Ces risques ne doivent cependant pas occulter les opportunités procurées par l'intelligence artificielle générative.
* 9 Cette expérimentation est évoquée plus en détail dans la deuxième partie du rapport.
* 10 Revue pratique de la prospective et de l'innovation, août 2024 (publication commune de LexisNexis et du conseil national des barreaux).
* 11 Rapport de la commission de l'intelligence artificielle, intitulé : « IA : notre ambition pour la France », remis au Président de la République en mars 2024.
* 12 Dans sa version actuelle, l'article 56 du code de procédure civile dispose que « L'assignation contient à peine de nullité, outre les mentions prescrites pour les actes d'huissier de justice et celles énoncées à l'article 54 :
1° Les lieu, jour et heure de l'audience à laquelle l'affaire sera appelée ;
2° Un exposé des moyens en fait et en droit ;
3° La liste des pièces sur lesquelles la demande est fondée dans un bordereau qui lui est annexé ;
4° L'indication des modalités de comparution devant la juridiction et la précision que, faute pour le défendeur de comparaître, il s'expose à ce qu'un jugement soit rendu contre lui sur les seuls éléments fournis par son adversaire.
L'assignation précise également, le cas échéant, la chambre désignée.
Elle vaut conclusions. »
* 13 ChatGPT affiche le message suivant : « ChatGPT peut faire des erreurs. Envisagez de vérifier les informations importantes ».
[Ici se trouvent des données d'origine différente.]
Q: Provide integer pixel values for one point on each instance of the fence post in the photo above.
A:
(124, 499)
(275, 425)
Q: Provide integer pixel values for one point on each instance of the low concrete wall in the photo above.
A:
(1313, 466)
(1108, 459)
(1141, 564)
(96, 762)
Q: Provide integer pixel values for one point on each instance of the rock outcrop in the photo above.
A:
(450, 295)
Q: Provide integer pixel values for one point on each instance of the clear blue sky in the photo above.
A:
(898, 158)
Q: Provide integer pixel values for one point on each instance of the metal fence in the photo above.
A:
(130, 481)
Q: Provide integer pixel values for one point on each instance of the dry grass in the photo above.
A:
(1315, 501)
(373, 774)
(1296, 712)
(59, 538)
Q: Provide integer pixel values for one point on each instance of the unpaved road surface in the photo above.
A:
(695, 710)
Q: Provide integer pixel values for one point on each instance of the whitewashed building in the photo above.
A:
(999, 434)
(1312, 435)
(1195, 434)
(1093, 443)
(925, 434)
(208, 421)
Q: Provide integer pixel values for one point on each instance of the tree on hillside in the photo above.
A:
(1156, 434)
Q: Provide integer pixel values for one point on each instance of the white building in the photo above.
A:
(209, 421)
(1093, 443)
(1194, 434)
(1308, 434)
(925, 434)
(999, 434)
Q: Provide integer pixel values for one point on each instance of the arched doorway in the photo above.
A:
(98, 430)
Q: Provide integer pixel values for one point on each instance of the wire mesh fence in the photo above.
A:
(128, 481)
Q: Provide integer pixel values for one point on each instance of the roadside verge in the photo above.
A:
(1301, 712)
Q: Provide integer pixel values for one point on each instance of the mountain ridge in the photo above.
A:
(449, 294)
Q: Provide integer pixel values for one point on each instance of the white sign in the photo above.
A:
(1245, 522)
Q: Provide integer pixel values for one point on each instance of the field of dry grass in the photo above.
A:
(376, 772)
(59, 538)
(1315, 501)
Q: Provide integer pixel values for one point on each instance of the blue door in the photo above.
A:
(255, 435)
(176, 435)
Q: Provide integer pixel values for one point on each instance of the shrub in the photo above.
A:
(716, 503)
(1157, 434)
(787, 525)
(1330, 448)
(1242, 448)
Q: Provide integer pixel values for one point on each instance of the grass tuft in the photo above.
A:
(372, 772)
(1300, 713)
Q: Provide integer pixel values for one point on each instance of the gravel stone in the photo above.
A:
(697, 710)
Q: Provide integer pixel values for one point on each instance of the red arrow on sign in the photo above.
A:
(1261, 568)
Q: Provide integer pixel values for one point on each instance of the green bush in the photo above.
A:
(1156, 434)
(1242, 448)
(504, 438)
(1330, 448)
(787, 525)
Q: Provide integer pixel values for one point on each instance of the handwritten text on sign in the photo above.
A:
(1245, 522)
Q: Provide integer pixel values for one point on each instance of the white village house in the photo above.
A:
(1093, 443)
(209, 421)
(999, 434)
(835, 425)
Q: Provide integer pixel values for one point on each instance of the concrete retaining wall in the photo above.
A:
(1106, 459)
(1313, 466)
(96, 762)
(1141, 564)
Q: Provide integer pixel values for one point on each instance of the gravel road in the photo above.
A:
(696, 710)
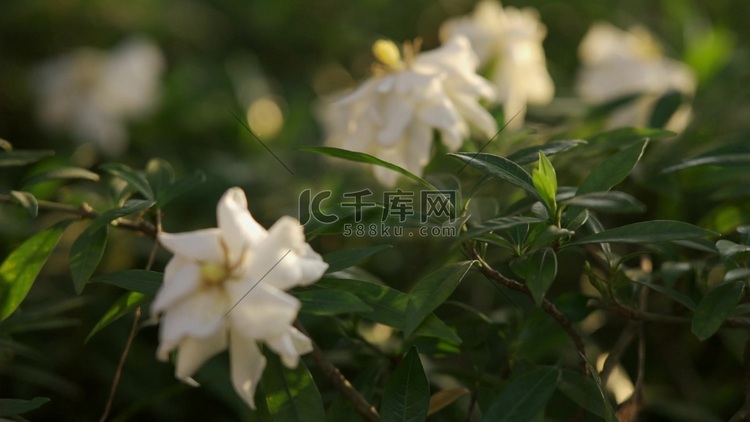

* 14 Lexis + AI affiche le message suivant : « Ce contenu a été généré par l'intelligence artificielle et doit donc être vérifié ».
* 15 GenIA-L affiche le message suivant : « Les fonctionnalités GenIA-L for Search utilisent exclusivement le contenu Lefebvre Dalloz. Bien que les réponses générées soient basées sur un contenu mis à jour et révisé, la responsabilité ultime de la réponse incombe à l'utilisateur ».
* 16 À l'inverse, Doctrine affiche par exemple le message suivant : « L'intelligence artificielle peut faire des erreurs. Pensez à vérifier les contenus générés ».